Medallas BLANCA Contorno copia

Hermandad Sacramental y Cofradía de Nazarenos del Santísimo Cristo de la Fe y el Perdón, María Santísima Inmaculada Madre de la Iglesia y Arcángel San Miguel
“Hermandad de los Estudiantes”

Estación de Penitencia

En el atardecer del Domingo de Ramos la Hermandad se conforma en cofradía para realizar estación de Penitencia en la Parroquia de San Juan y Santiago dentro del dédalo de calles y plazuelas de los alrededores del palacio real.

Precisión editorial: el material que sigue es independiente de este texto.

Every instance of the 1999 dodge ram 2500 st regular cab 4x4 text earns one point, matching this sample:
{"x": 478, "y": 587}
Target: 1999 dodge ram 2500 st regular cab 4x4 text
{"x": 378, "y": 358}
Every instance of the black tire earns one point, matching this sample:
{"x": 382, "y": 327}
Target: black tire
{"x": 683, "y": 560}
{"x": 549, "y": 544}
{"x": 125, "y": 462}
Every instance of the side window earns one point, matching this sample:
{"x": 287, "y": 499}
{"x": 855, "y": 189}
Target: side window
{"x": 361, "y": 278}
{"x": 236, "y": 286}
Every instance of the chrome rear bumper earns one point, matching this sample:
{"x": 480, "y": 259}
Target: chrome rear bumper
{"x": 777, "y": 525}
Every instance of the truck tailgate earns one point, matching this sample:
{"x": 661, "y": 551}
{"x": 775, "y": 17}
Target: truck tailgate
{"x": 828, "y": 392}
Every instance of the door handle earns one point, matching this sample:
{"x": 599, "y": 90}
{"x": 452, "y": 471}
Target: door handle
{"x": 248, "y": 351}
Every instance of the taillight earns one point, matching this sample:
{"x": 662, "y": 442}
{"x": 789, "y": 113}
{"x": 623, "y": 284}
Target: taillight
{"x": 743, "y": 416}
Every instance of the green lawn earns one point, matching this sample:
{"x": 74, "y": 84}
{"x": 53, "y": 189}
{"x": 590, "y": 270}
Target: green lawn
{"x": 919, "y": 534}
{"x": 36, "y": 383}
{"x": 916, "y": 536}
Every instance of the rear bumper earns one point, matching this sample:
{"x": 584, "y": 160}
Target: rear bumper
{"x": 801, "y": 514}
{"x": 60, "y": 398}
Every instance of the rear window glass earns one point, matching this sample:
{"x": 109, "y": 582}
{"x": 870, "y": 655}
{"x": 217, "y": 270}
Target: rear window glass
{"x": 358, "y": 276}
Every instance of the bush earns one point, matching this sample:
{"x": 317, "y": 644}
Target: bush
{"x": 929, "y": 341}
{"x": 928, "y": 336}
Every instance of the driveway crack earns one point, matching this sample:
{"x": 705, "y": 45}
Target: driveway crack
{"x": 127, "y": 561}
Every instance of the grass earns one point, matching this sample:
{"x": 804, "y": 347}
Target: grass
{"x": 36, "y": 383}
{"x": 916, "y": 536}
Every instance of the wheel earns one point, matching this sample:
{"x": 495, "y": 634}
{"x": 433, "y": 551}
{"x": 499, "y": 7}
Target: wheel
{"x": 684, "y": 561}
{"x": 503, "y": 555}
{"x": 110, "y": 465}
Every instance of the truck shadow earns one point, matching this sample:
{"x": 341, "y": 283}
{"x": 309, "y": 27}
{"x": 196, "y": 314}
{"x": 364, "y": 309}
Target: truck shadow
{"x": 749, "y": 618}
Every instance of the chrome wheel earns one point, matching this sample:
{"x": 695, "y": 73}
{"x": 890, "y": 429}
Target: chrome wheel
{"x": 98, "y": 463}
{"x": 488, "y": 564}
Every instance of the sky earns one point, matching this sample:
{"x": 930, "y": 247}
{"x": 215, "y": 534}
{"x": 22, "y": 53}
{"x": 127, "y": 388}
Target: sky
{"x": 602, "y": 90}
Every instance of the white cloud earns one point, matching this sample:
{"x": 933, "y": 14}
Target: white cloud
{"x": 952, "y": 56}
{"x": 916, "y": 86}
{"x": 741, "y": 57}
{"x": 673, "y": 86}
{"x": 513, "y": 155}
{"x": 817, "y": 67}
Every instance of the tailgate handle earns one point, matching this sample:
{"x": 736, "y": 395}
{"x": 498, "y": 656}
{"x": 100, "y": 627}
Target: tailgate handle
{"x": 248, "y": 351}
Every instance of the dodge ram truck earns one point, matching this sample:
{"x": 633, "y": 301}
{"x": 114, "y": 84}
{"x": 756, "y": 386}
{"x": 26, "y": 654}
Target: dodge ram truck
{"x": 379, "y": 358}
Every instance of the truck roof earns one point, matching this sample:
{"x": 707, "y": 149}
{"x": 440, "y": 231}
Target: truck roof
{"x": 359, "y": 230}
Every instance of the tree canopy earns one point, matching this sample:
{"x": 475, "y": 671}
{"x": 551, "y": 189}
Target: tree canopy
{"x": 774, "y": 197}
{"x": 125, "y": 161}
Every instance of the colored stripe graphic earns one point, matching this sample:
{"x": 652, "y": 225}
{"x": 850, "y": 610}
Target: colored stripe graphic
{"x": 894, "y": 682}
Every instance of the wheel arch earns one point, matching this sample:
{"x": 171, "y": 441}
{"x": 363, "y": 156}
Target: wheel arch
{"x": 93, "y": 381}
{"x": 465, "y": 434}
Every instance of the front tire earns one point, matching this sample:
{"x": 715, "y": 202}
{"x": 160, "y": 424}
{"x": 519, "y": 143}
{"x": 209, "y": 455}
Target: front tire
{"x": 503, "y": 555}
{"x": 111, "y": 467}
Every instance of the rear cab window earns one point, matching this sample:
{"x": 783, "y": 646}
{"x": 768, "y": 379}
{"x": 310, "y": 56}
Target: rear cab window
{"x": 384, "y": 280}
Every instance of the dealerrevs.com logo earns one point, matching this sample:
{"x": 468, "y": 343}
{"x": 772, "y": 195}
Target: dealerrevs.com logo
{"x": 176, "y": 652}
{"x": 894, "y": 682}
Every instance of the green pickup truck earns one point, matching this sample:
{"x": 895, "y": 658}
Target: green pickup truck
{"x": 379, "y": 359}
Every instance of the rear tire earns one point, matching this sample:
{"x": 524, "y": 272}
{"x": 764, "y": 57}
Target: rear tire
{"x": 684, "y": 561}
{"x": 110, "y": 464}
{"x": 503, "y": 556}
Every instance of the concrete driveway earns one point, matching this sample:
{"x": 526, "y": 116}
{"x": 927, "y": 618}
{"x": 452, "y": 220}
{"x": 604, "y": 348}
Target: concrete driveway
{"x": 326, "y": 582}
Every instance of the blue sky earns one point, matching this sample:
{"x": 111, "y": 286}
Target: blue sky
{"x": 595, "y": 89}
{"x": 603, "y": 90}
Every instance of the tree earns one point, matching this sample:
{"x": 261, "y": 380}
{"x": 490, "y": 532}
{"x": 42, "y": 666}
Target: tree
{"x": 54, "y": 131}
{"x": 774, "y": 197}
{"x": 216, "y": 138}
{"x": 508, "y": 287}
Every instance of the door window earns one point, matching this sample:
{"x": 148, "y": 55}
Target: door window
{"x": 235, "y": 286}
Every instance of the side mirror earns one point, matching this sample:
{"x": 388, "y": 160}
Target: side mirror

Los Nazarenos llevan bajo su túnica todo el espíritu de la Hermandad. Es penitente -el color negro ruán de la túnica significa el ascetismo de su sacrificio- da testimonio público de su fe y acompaña a los Sagrados Titulares formando la cofradía que procesiona para hacer cada año su estación de penitencia.Los Nazarenos van cubiertos por el antifaz y el capirote que ocultan el rostro pero permiten que la penitencia sea visible para todos los transeúntes. Van fajados con el esparto que ciñe su cintura, muestra la recia austeridad de este tipo de mortificación y ayuda a portar los pesados cirios que les caracterizan como Hermanos de Luz.

Dos cuadrillas de Costaleros. Hermanos que voluntariamente se ofrecen para este menester en un inolvidable ritual conocido con el nombre de igualá.

En ella se tallan los costaleros, se confecciona el cuadrante con los puestos en cada trabajadera, se prevén los relevos y se asigna cada puesto: corriente, patero, fijador, etc.

Desde que se apagan los ecos de la Navidad, las cuadrillas de costaleros comienzan a ensayar en las frías noches de invierno. Las voces de los capataces, de los contraguías, el fervor devoto de los costaleros que deja sentir en el aire el roce de sus alpargatas, el crujir de la madera de la parihuela, el vaho en el aliento cuando por fin reposa el paso tras el golpe de martillo del capataz.

Los costaleros llevan sobre su cuello el fervor de una fe que se muestra al mundo. Ellos no ven, no pueden contemplar la belleza de una revirá o el alarde de una chicotá de valientes o la luz de la candelería arrancar destellos en el rostro de la Señora.

Van a ciegas, pero rezan con los pies, con sus vértebras, con el sudor de los hermanos que a su lado hacen caminar el paso.

Damas de Mantilla tras el paso de nuestro Señor marcan un carácter especial a nuestra hermandad, precediendo los primeros tramos de nazarenos de cera blanca.

Delante de cada paso tramos de respeto formado por pertigueros, ciriales, monaguillos entre una nube de incienso anteceden “el altar” de los dos pasos de nuestros titulares.